MCC public relations officer Spren Mutiwi said they have already rolled out a programme to address sewerage leakages in many streams.

He said council has since begun the establishment of a new line to replace the old system that was designed for much fewer people in the 1960s and 1970s.

“We are already establishing a new line and what is left is to complete the crossing so that we link the sewerage into the new system and address once and for all the pollution,” said Mutiwi.

“Before Christmas we completed the upgrading of Nyamauru River and stopped another sewerage that was being discharged into the stream.

“So, we are working on a permanent plan and work is in progress. We have come up with long and short term plans to address the problem.

“In this ongoing programme we are looking at all the trunks that feed into the streams and identify possible leakages and deal with them one by one.

“We are currently working in Chikanga addressing similar problems and once we complete that we will shift focus to complete the sewerage leakage at Nyamauru.

“So, it’s a plan that we are implementing to address the problem which is affecting the local authority,” Mutiwi said.

Efforts to contact Ema were fruitless by the time of going to press.

The city, which was voted the cleanest even amidst the practice that has been going on for decades, has been largely blaming industries for the fresh water pollution while claiming its pollution was mostly emanating from its sewage plants.

This narrative was exposed when it received a $10 million grant to upgrade its sewage and water works, which was completed in 2015.

The money was received from a multi-donor fund administered by the World Bank and the African Development Bank for the expansion of water systems in Mutare and the rehabilitation of sewage treatment facilities.

The fund was created after the country was hit by a devastating cholera epidemic in 2008 but clearly the risk of water-borne disease outbreaks is still looming large for the city.

The river is still a stinking slew of black slim and downstream Dora residents are yet to notice any difference.

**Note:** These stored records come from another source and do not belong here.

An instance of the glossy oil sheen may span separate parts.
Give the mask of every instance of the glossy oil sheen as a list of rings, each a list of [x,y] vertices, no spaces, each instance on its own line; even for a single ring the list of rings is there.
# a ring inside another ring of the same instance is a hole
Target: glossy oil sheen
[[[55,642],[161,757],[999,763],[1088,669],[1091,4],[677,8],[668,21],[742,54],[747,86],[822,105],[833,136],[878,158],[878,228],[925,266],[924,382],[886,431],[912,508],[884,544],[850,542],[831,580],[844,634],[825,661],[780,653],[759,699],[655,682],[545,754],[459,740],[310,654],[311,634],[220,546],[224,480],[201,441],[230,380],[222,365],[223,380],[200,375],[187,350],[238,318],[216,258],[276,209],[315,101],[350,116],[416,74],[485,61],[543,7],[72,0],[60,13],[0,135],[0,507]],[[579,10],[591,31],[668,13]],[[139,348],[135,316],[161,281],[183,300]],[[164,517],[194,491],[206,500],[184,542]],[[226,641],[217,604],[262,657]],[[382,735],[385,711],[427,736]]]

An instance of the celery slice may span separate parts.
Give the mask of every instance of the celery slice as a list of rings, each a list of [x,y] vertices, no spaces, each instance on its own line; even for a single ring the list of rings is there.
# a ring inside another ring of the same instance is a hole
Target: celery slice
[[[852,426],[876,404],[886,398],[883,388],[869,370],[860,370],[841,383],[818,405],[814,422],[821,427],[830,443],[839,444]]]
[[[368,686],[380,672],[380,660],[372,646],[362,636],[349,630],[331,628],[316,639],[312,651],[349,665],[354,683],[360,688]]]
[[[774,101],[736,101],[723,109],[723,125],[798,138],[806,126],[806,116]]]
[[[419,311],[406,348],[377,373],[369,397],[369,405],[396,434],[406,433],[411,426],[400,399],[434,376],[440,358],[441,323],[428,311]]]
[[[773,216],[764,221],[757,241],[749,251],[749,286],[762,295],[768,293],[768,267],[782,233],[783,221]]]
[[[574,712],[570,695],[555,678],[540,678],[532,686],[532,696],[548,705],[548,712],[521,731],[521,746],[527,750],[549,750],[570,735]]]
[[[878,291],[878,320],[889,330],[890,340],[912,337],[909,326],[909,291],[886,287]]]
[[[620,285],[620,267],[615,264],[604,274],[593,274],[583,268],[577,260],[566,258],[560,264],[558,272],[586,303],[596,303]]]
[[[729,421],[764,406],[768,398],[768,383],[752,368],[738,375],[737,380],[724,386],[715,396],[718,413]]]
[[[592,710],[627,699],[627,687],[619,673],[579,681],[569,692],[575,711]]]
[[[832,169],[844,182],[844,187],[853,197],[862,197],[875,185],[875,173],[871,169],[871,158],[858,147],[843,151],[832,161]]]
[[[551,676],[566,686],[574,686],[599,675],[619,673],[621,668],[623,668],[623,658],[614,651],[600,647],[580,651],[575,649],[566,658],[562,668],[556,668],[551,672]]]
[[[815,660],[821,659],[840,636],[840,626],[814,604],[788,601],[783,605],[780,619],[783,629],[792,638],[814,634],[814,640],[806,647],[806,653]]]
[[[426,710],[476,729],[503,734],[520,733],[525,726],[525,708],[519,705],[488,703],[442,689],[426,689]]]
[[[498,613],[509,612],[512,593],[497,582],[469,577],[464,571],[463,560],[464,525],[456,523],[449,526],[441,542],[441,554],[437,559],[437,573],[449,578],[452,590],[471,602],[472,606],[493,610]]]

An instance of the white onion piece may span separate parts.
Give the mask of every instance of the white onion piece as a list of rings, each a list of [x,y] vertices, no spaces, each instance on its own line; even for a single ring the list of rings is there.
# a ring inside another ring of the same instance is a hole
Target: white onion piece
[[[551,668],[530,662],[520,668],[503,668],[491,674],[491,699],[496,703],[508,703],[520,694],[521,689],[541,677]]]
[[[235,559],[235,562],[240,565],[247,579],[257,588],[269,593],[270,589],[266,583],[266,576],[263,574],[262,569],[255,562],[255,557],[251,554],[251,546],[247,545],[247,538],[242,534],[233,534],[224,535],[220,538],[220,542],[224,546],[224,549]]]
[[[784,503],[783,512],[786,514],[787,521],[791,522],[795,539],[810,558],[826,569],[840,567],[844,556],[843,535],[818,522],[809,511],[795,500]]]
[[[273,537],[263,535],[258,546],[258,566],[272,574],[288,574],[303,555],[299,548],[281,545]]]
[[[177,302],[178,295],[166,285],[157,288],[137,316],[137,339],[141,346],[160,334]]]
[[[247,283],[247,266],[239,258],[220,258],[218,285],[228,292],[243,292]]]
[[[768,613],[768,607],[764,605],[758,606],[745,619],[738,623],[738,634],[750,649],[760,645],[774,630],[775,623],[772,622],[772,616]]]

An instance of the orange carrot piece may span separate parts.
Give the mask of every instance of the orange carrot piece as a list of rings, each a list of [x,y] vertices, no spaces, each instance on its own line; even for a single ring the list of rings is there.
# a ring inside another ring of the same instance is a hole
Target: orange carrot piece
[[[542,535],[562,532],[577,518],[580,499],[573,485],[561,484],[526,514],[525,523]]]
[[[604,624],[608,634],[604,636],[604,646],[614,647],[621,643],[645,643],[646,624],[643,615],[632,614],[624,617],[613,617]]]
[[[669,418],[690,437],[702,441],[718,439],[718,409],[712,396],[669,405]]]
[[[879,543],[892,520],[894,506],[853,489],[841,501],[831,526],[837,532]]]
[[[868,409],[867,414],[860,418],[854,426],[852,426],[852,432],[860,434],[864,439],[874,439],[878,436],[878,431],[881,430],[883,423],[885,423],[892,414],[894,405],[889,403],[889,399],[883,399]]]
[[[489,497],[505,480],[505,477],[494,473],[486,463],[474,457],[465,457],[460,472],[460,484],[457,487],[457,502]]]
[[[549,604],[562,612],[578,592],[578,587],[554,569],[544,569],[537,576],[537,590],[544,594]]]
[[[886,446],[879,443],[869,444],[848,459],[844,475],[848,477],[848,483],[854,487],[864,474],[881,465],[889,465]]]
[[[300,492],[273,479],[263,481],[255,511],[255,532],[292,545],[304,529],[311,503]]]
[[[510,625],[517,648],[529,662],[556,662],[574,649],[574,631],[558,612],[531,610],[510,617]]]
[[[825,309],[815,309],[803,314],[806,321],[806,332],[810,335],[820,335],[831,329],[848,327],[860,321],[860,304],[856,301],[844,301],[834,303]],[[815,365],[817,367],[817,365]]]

Despite completing the upgrade, the stench from Sakubva River, whose fast moving catchment streams are being abused, did not go away.

“There is no sign whatsoever that there was any significant investment in the sewage network,” Joseph Matika a Dora villager said.

Lucia Mauchaza describes the city’s continued poisoning of the river and its tributaries as irresponsible and criminal.

“City of Mutare officials have no conscience. They are so used to draining raw sewage into the rivers and they have lost any consideration for us Dora residents.

“It’s so irresponsible and they should even be prosecuted but I guess it’s now normal to see the river so black even long before it exits the city,” Mauchaza said.